Why computing K that minimizes the sigmoid func. value?...

Discussion of chess software programming and technical issues.

Moderators: hgm, Rebel, chrisw

User avatar
cdani
Posts: 2204
Joined: Sat Jan 18, 2014 10:24 am
Location: Andorra

Re: Why computing K that minimizes the sigmoid func. value?.

Post by cdani »

I found another bug :oops: :oops: and now it's

k = 1.325, e = 0.0812987569 (28.5129%)

So better and I suppose in line of what can be expected for Andscacs.

Now I started to do local search to find the local minimum. I'm tuning 1049 parameters (counting each array detailed).
User avatar
Evert
Posts: 2929
Joined: Sat Jan 22, 2011 12:42 am
Location: NL

Re: Why computing K that minimizes the sigmoid func. value?.

Post by Evert »

mvk wrote:
cdani wrote:I have done it again with a serious number of games (66.000), and now it's
k = 1.495000, e = 0.1408248361 (37.526%)
For determining 'k' that is probably good enough, but I fear that 66,000 games is much too low for the tuner to go anywhere if you use only game outcomes as target function. The limitation is not the number of positions, but the number of independent signals to get out of it (game outcomes).
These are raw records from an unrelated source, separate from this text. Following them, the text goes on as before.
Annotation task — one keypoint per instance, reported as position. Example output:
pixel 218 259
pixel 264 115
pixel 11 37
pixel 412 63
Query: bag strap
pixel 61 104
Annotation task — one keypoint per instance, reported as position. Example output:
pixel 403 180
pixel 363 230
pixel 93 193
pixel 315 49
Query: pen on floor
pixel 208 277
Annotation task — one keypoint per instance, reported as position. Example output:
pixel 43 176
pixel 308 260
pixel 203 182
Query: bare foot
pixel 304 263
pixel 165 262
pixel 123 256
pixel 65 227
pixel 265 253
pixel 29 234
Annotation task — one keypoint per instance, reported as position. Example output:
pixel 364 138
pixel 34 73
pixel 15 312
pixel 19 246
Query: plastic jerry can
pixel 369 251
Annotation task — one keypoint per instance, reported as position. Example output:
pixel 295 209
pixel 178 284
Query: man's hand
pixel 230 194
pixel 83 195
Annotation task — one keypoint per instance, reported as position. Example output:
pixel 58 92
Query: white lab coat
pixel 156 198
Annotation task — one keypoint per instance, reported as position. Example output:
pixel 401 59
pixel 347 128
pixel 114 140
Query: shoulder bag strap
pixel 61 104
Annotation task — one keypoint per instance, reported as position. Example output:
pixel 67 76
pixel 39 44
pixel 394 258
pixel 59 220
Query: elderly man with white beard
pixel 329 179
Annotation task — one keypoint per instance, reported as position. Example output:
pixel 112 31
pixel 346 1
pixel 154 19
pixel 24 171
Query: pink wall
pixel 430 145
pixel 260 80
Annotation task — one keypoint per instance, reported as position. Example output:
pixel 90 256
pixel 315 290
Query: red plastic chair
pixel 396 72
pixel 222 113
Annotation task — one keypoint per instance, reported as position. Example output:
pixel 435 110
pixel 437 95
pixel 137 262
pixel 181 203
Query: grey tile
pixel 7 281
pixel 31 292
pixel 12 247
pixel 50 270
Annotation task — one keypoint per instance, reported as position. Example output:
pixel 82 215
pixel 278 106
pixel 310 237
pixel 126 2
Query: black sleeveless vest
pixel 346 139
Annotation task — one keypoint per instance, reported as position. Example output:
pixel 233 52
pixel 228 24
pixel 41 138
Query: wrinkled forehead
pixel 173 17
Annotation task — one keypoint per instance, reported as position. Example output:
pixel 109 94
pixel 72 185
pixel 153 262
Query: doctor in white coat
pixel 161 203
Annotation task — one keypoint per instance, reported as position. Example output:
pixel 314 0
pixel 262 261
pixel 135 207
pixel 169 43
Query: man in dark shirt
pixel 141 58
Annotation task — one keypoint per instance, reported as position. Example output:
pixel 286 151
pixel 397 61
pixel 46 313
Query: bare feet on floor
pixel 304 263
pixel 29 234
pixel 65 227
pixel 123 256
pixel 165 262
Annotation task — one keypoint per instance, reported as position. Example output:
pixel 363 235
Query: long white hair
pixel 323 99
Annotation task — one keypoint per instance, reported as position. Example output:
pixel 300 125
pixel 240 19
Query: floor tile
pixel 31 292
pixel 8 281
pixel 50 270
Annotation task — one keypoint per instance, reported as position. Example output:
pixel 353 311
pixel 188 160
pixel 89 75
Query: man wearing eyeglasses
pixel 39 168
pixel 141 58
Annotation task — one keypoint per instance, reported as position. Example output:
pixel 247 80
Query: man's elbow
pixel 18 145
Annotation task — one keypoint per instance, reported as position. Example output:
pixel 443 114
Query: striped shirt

For example, the bias from the test set alone is already in the order of 1/sqrt(66000) = 0.4%.
That's actually a good point.
I haven't really played around with this tuning method because it's a bit of a hassle to process the games and extract suitable positions, but it's on my to-do list.

Now: does the quality of the games really matter very much? I ask, because I would like to use this method for chess variants, for which it's rather hard (if not impossible) to find a suitably large set of games; I'd need to generate those first and it would be much easier if I could just use fast games...
nionita
Posts: 175
Joined: Fri Oct 22, 2010 9:47 pm
Location: Austria

Re: Why computing K that minimizes the sigmoid func. value?.

Post by nionita »

mvk wrote:
nionita wrote:
mvk wrote:The 10 resulting residuals are

average: 0.32228706 (32.2%)
3*stdev: 0.00051216 (0.05%)
What is the distance (or spread) in the parameter space of the found solutions? I guess your parameters are integers, but the found solutions are real numbers. There will be a further kind of noise you get when round the parameters.
How do you calculate that distance/spread metric and what does it mean? All resulting 10 vectors are somewhat different by manual inspection.
Every distance would be ok. But ok, you answered it, the 10 solutions are really different (and probably far enough from each other).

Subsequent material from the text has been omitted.